To genetically dissect the drug extrusion systems of Lactococcus lactis, a chromosomal DNA library was made in Escherichia coli and recombinant strains were selected for resistance to high concentrations of ethidium bromide. Recombinant strains were found to be resistant not only to ethidium bromide but also to daunomycin and tetraphenylphosphonium. The drug resistance is conferred by the lmrP gene, which encodes a hydrophobic polypeptide of 408 amino acid residues with 12 putative membrane-spanning segments. Some sequence elements in this novel membrane protein share similarity to regions in the transposon Tn10-encoded tetracycline resistance determinant TetA, the multidrug transporter Bmr from Bacillus subtilis, and the bicyclomycin resistance determinant Bcr from E. coli.
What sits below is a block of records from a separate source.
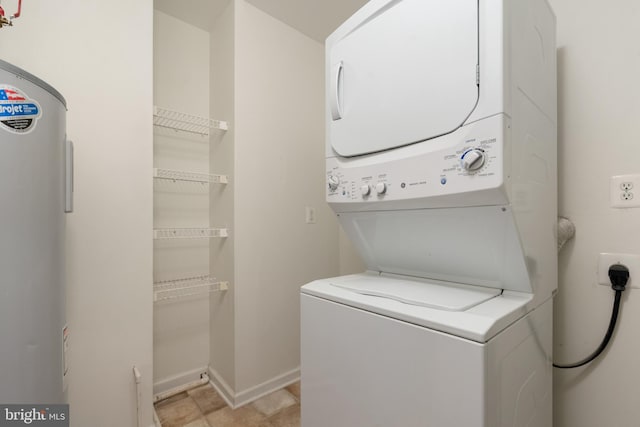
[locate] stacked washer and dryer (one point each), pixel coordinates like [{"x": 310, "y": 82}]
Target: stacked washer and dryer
[{"x": 441, "y": 167}]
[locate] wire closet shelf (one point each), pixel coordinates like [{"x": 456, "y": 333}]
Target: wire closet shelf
[
  {"x": 189, "y": 233},
  {"x": 204, "y": 178},
  {"x": 176, "y": 120},
  {"x": 192, "y": 286}
]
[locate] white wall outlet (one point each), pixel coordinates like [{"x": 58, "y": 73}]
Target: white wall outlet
[
  {"x": 625, "y": 191},
  {"x": 310, "y": 215},
  {"x": 631, "y": 261}
]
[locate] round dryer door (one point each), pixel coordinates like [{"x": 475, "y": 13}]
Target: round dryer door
[{"x": 400, "y": 72}]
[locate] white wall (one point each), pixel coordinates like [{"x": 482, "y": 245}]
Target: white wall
[
  {"x": 222, "y": 350},
  {"x": 105, "y": 74},
  {"x": 598, "y": 93},
  {"x": 279, "y": 169},
  {"x": 181, "y": 83}
]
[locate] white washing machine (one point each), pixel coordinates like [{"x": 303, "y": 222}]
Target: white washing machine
[{"x": 441, "y": 167}]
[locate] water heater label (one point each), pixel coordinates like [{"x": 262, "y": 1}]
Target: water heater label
[{"x": 18, "y": 113}]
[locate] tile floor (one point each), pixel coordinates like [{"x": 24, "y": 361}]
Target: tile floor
[{"x": 203, "y": 407}]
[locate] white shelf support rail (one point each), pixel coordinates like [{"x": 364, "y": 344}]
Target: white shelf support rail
[
  {"x": 204, "y": 178},
  {"x": 193, "y": 286},
  {"x": 176, "y": 120},
  {"x": 189, "y": 233}
]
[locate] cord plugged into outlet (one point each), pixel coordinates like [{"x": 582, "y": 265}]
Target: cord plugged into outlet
[{"x": 619, "y": 277}]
Drug resistance associated with lmrP expression correlated with energy-dependent extrusion of the molecules. Drug extrusion was inhibited by ionophores that dissipate the proton motive force but not by the ATPase inhibitor ortho-vanadate. These observations are indicative for a drug-proton antiport system. A lmrP deletion mutant was constructed via homologous recombinant using DNA fragments of the flanking region of the gene. The L. lactis (delta lmrP) strain exhibited residual ethidium extrusion activity, which in contrast to the parent strain was inhibited by ortho-vanadate. The results indicate that in the absence of the functional drug-proton anti-porter LmrP, L. lactis is able to overexpress another, ATP-dependent, drug extrusion system. These findings substantiate earlier studies on the isolation and characterization of drug-resistant mutants of L. lactis (Bolhuis, H., Molenaar, D., Poelarends, G., van Veen, H. W., Poolman, B., Driessen, A. J. M., and Konings, W. N. (1994) J. Bacteriol. 176, 6957-6964).